А когда я слышал от матери такие причудливые заявления, я удивлялся, почему нашу семью это волнует, почему нас заботит, как и где мы живем. Только после смерти матери и после того, как сестры наконец решили помешать отцу жениться второй раз, я начал задумываться о том, что мы чем-то походили на семьи стариков, пострадавших от рук собственных повзрослевших детей. Может быть, прочное понимание того, кто мы и откуда пришли, и делало нашу семью — как я уже предполагал — неким пережитком, а нас самих — отклонениями в каком-то эволюционном процессе.

Не помню, чтобы после переезда мать хоть раз сказала: «Джентльмен всегда должен то-то и то-то». Или: «Леди никогда не делает того-то и того-то». Она больше не цитировала нам свою матушку. Она больше не говорила того, что, как казалось и нам, и ей самой, ей полагалось говорить. В Мемфисе исчезло былое хрупкое равновесие между непокорной натурой и строгим пресвитерианским и аристократичным воспитанием. В то недолгое время, когда она еще была здорова, казалось, что мать откроет в себе совершенно новую личность, несмотря на постоянные попытки отца сдерживать ее и напоминать, какая она «на самом деле». В этот краткий период она говорила почти постоянно — ради того, чтобы развлечь себя и остальных. Во времена, когда вся семья впадала в депрессию, мать заявляла: «Если никто не скажет ничего веселого, я пойду и сброшусь с моста в Миссисипи. Журчание грязной воды в ушах и то веселее, чем ваше молчание». Или, когда мы все пребывали в расстроенных чувствах, она не раз замечала: «Мне иногда кажется, что убийство и то было бы лучше, чем переезд в Мемфис». В то время я гадал, всерьез ли она говорит или нет. В Нэшвилле всегда рассказывали о старых дуэлях, как у Джексона и Дикинсона, о перестрелке Куперов и Кармаков, навсегда разделившей две большие семьи города, и о том, как на заседании совета директоров одного банка ушедший в отставку (или уволенный) председатель достал из-за двери дробовик, прицелился через весь стол заседаний и застрелил председателя-преемника. Возможно, эту сторону жизни в Нэшвилле матери не хотелось покидать больше всего.

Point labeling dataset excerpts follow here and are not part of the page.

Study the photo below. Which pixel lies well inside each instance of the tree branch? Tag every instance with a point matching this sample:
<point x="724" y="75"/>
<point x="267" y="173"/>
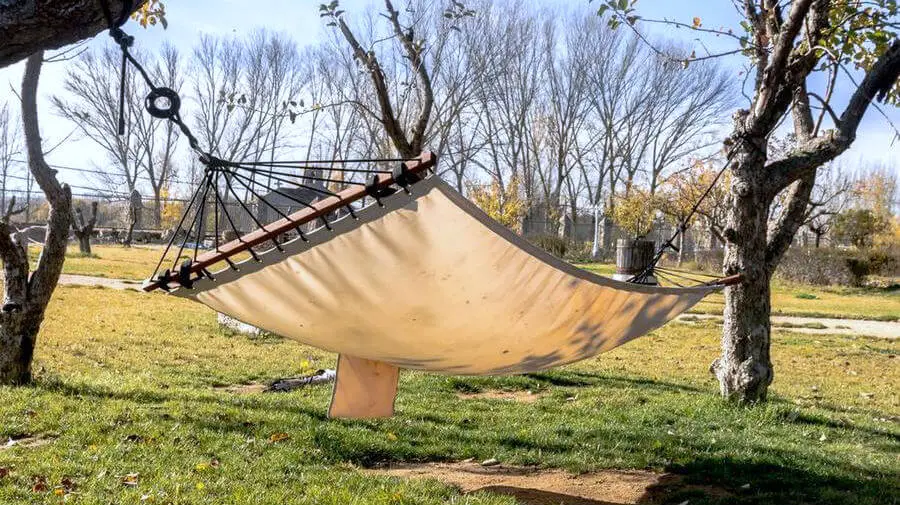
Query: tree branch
<point x="389" y="119"/>
<point x="824" y="148"/>
<point x="36" y="25"/>
<point x="49" y="266"/>
<point x="793" y="217"/>
<point x="414" y="53"/>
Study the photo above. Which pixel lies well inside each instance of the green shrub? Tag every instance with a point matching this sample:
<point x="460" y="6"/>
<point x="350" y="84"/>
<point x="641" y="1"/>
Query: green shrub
<point x="832" y="266"/>
<point x="552" y="244"/>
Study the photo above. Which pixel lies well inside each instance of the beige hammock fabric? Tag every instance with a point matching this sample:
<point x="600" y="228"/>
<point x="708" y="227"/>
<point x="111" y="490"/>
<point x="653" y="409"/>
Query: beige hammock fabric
<point x="430" y="282"/>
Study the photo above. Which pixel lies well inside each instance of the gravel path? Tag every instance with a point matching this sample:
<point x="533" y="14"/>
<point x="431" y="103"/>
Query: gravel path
<point x="87" y="280"/>
<point x="823" y="326"/>
<point x="881" y="329"/>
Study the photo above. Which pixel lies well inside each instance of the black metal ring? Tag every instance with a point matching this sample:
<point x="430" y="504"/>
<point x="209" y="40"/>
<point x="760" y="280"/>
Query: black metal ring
<point x="159" y="112"/>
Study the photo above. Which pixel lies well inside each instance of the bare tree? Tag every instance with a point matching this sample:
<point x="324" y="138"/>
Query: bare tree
<point x="156" y="158"/>
<point x="25" y="297"/>
<point x="779" y="41"/>
<point x="407" y="137"/>
<point x="92" y="106"/>
<point x="10" y="148"/>
<point x="28" y="27"/>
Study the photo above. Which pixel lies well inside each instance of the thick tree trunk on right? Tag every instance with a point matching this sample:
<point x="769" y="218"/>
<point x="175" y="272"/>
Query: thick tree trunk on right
<point x="18" y="334"/>
<point x="744" y="369"/>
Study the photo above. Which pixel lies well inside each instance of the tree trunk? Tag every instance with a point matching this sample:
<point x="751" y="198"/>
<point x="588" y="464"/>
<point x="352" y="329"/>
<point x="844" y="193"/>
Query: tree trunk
<point x="18" y="334"/>
<point x="680" y="249"/>
<point x="25" y="297"/>
<point x="28" y="26"/>
<point x="744" y="369"/>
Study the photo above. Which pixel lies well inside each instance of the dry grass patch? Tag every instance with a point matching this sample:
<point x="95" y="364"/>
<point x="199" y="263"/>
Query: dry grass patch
<point x="534" y="486"/>
<point x="512" y="396"/>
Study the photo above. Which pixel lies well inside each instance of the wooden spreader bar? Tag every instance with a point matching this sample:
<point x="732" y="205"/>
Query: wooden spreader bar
<point x="417" y="166"/>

Я уже ловил себя на размышлениях — обычно после того, как ложился спать, — о том, что могло бы случиться, если бы отец пошел и застрелил мистера Льюиса Шеклфорда, вместо того чтобы увезти нас в Мемфис. Тогда бы ему точно не пришлось жить в одном городе с преступником, а мне не пришлось бы уходить из школы мистера Уоллеса или покидать девочку с темными глазами и прической голландский «боб» и своего коня Реда, которого я как раз тогда перестал бояться. Но когда бы мать ни заговаривала о стрельбе, отец тут же изображал несварение желудка или находил другой повод покинуть комнату. А если мы — пусть и понарошку — порицали мать за такое предложение (подавляя, разумеется, свои истинные мысли на эту тему — а именно желание, чтобы отец взаправду застрелил мистера Ш.), она смеялась и отвечала: «Я же только шучу». И тут же добавляла: «Во время невзгод спасает только чувство юмора. Как вы отлично знаете, мне Мемфис нравится на порядок больше, чем вам всем. Он мне подходит. Я буду счастлива жить и умереть в Мемфисе». А иногда она повторяла те слова, что ей сказала пожилая нэшвиллская дама — какая-то подруга ее матери — о переезде в Мемфис.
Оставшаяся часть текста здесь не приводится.